Obama Administration Blows Off Criticism of Polygraph Screening

DNI James R. Clapper
Director of National Intelligence
James R. Clapper

 

Marisa Taylor of McClatchy Newspapers reports that Director of National Intelligence James Clapper is drafting a new national policy on polygraph screening. Excerpt:

WASHINGTON — The Obama administration is drawing up a new national polygraph policy in the wake of allegations that federal agencies are pushing legal and ethical limits during screenings of job applicants and employees.

The decision by National Intelligence Director James Clapper to draft a new policy comes after his office conducted a review of federal polygraph programs and after McClatchy detailed allegations of polygraph abuses. Clapper’s review found “inconsistencies” across the government that led him to order a new policy, but it also found that “all programs were operating appropriately,” Clapper’s public affairs office said in a statement to McClatchy.

But a congressman who’d asked Clapper to look into alleged polygraph abuses said the director was being “dismissive” of a more serious problem with the way the federal government conducts its screenings. In its statement, Clapper’s public affairs office said the inconsistencies “related to administrative practices, rather than the substance of the polygraphs.” The review was completed between July and August.

“This is a non-response,” said Rep.
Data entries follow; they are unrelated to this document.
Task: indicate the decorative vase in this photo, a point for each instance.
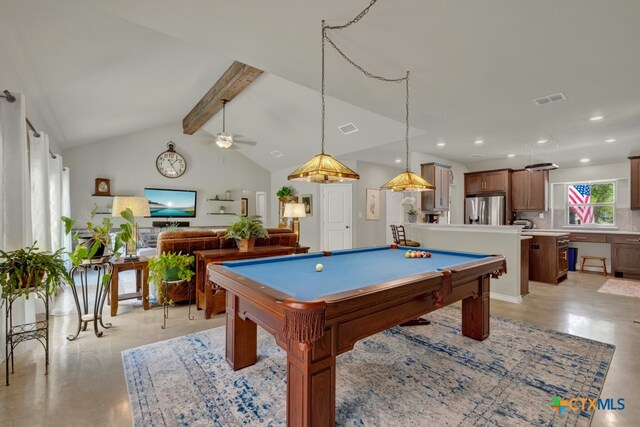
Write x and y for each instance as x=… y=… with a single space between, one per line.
x=245 y=245
x=171 y=275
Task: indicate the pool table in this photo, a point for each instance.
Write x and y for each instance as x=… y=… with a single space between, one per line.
x=315 y=316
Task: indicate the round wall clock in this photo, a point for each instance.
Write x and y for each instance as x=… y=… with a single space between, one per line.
x=170 y=163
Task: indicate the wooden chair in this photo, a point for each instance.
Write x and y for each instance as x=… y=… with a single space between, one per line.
x=400 y=238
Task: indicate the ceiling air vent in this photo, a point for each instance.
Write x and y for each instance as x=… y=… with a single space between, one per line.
x=550 y=98
x=348 y=128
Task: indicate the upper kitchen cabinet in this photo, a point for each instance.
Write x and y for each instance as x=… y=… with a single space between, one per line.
x=529 y=190
x=635 y=182
x=495 y=181
x=438 y=175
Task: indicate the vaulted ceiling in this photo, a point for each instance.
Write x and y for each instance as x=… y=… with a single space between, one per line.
x=97 y=69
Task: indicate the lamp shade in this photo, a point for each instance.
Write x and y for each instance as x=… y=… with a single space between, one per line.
x=323 y=169
x=139 y=205
x=294 y=210
x=407 y=181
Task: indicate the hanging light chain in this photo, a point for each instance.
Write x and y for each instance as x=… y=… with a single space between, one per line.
x=325 y=37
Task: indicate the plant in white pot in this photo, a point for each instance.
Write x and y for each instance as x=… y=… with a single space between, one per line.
x=169 y=267
x=412 y=213
x=245 y=231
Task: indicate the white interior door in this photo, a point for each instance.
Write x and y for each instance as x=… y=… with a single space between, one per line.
x=395 y=214
x=336 y=217
x=261 y=206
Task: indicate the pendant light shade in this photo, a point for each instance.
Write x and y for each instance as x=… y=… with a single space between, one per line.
x=407 y=181
x=323 y=169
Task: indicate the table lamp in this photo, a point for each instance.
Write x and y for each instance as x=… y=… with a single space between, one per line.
x=295 y=211
x=140 y=208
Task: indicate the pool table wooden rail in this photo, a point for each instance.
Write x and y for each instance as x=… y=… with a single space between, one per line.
x=347 y=318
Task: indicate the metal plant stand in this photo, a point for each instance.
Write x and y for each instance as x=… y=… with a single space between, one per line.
x=17 y=334
x=166 y=304
x=102 y=268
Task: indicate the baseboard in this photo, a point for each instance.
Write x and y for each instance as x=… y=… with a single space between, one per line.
x=507 y=298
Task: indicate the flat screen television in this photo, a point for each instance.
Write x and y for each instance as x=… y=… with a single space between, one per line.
x=165 y=203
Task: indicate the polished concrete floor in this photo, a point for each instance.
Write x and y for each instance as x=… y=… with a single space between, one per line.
x=86 y=387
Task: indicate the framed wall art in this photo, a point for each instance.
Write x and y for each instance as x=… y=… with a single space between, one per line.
x=372 y=204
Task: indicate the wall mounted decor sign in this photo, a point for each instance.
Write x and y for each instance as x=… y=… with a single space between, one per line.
x=307 y=200
x=372 y=204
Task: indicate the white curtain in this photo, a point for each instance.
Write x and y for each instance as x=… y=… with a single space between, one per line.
x=15 y=195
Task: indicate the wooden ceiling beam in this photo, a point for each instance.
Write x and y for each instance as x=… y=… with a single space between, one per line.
x=237 y=77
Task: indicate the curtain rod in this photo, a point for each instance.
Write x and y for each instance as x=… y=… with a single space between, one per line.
x=10 y=98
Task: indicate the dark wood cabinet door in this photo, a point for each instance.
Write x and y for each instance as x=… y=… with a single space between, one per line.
x=497 y=181
x=519 y=190
x=635 y=182
x=626 y=258
x=537 y=194
x=473 y=183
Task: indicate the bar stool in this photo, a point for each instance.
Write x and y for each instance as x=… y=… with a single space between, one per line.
x=602 y=263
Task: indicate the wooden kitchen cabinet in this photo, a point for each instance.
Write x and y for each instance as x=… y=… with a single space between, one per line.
x=548 y=258
x=436 y=174
x=495 y=181
x=625 y=254
x=529 y=190
x=634 y=182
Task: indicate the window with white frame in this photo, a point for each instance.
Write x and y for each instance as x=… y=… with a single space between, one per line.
x=591 y=203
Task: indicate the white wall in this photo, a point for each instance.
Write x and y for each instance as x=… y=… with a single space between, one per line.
x=457 y=193
x=129 y=162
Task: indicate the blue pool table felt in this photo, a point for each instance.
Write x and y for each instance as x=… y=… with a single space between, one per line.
x=343 y=270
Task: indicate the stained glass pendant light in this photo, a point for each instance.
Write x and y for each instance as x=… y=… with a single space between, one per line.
x=407 y=180
x=323 y=168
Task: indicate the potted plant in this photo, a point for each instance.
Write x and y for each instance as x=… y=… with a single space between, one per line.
x=245 y=231
x=99 y=241
x=169 y=267
x=30 y=269
x=412 y=213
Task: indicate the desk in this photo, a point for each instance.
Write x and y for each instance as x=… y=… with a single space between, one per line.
x=315 y=316
x=142 y=282
x=211 y=299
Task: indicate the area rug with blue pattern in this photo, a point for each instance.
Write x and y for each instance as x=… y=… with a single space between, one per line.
x=419 y=376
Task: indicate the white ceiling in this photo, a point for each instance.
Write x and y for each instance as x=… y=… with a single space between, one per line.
x=101 y=69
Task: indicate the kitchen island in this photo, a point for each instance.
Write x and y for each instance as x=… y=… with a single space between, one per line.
x=504 y=240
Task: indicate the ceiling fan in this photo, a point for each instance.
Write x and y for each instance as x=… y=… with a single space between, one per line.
x=227 y=140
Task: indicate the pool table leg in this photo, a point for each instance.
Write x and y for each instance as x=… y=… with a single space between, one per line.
x=242 y=338
x=311 y=383
x=475 y=312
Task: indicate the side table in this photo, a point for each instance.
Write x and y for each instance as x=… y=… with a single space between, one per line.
x=141 y=266
x=103 y=269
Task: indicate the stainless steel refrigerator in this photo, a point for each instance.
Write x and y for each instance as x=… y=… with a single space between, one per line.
x=488 y=210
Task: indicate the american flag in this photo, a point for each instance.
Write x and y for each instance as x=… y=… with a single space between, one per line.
x=579 y=199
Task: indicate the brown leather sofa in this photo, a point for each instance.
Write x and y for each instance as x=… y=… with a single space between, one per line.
x=188 y=241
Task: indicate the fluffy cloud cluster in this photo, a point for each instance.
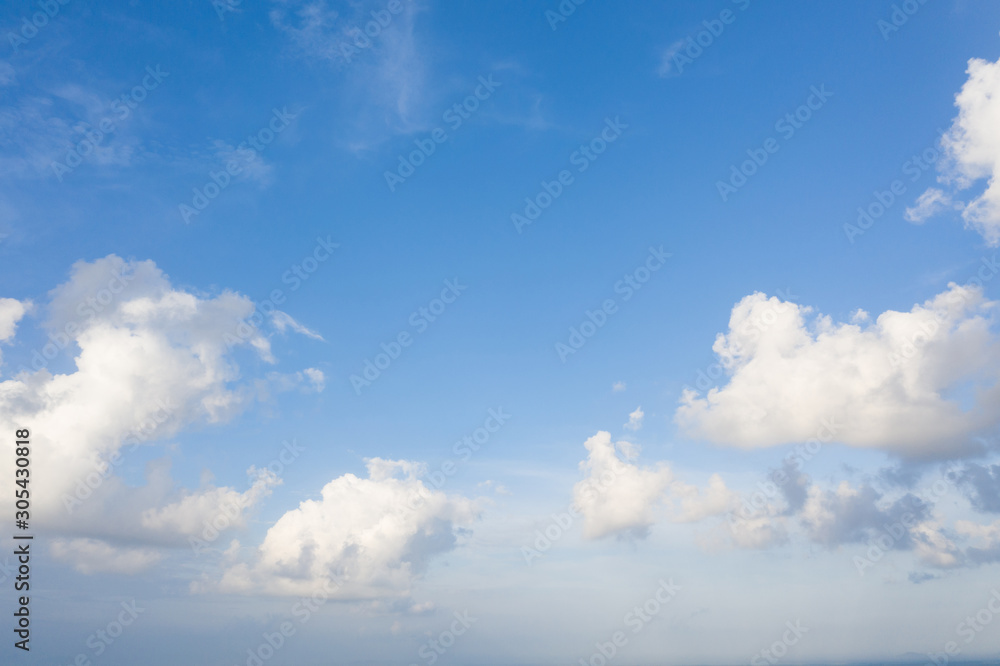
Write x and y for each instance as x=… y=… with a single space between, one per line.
x=972 y=154
x=363 y=538
x=150 y=361
x=889 y=383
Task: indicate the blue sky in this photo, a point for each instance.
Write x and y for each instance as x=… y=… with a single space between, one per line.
x=877 y=328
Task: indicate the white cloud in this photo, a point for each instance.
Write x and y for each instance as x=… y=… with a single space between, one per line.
x=666 y=68
x=617 y=498
x=283 y=321
x=364 y=538
x=89 y=556
x=189 y=514
x=972 y=149
x=635 y=419
x=930 y=203
x=152 y=360
x=917 y=383
x=11 y=311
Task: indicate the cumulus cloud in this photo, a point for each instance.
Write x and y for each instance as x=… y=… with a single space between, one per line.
x=982 y=486
x=889 y=384
x=363 y=538
x=972 y=152
x=635 y=419
x=11 y=311
x=189 y=514
x=90 y=556
x=667 y=68
x=930 y=203
x=617 y=498
x=150 y=361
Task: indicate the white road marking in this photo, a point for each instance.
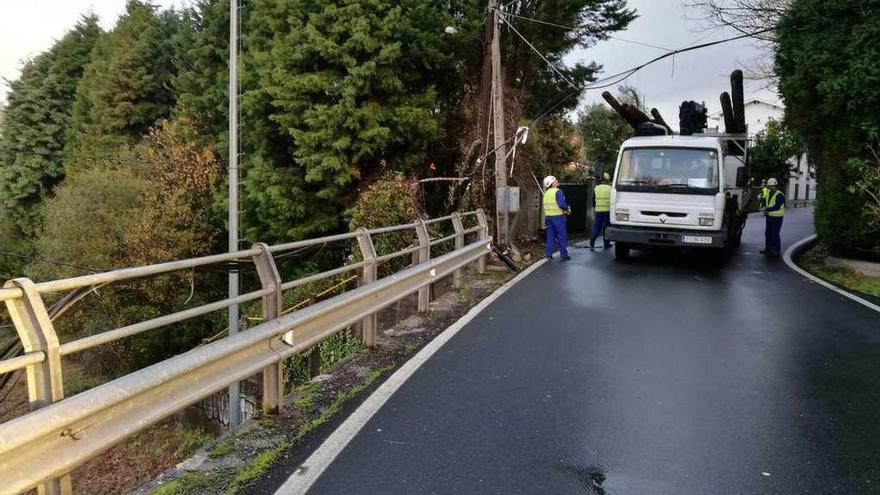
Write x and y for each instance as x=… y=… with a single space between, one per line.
x=788 y=261
x=305 y=476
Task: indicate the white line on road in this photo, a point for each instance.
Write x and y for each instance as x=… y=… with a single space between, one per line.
x=791 y=249
x=307 y=473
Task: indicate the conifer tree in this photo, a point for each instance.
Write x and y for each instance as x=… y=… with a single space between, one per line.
x=40 y=102
x=127 y=86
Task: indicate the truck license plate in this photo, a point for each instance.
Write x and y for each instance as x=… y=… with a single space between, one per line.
x=696 y=239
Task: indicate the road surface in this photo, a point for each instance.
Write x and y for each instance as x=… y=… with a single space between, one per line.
x=651 y=376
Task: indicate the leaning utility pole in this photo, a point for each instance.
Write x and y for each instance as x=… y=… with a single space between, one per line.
x=234 y=393
x=497 y=93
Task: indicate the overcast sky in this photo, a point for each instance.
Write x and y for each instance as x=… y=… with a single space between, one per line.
x=699 y=75
x=28 y=27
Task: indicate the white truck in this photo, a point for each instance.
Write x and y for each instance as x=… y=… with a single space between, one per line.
x=680 y=191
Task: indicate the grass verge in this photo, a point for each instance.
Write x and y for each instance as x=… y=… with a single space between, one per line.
x=813 y=261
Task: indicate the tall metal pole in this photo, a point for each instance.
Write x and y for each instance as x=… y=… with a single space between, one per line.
x=501 y=193
x=234 y=392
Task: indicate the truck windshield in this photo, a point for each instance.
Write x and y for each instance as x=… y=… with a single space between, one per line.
x=669 y=170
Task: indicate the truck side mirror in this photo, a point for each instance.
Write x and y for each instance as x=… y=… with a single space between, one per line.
x=742 y=177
Rush Holt, a New Jersey Democrat. “I’m really concerned that throughout the intelligence community there has been an unwillingness to ask critical questions about polygraph.”

Independent national-security experts agreed that Clapper appeared to be downplaying legitimate concerns about the federal government’s use of polygraph. Several of them who read a draft of the policy obtained by McClatchy said it would do little to crack down on overly aggressive polygraph interrogations. In fact, it appears to allow agencies to continue current practices with few new requirements and may even grant agencies more latitude in some instances.

“It does not address polygraph abuses at all,” said Steven Aftergood, who runs the Federation of American Scientists’ Project on Government Secrecy. “Given that polygraph testing is not going away, a new policy should grapple directly with the problems it poses.”

McClatchy has made a draft of the proposed new polygraph policy available here. The policy takes no account whatsoever of the National Research Council’s determination that “[polygraph testing’s] accuracy in distinguishing actual or potential security violators from innocent test takers is insufficient to justify reliance on its use in employee security screening in federal agencies.” Instead, America’s top intelligence officer seems to think that so long as polygraph chartgazers at various federal agencies perform their rituals in a uniform manner, everything will be hunky dory.

Perhaps the most significant specific policy measure in the draft is section E.3: “A favorably completed and adjudicated polygraph examination conducted by an agency, in accordance with this directive, shall be reciprocally accepted by all other agencies.” This raises the question, if polygraphy is so reliable, then why should not an unfavorably completed and adjudicated polygraph examination also be reciprocally accepted by all other agencies?

McClatchy has also made available the non-responsive reply that Director of National Intelligence Clapper sent to Representative Rush Holt of New Jersey. Holt is one of few members of Congress with a hard science background (a Ph.D. in physics), and it is refreshing that he hasn’t been deceived by Clapper’s snow job.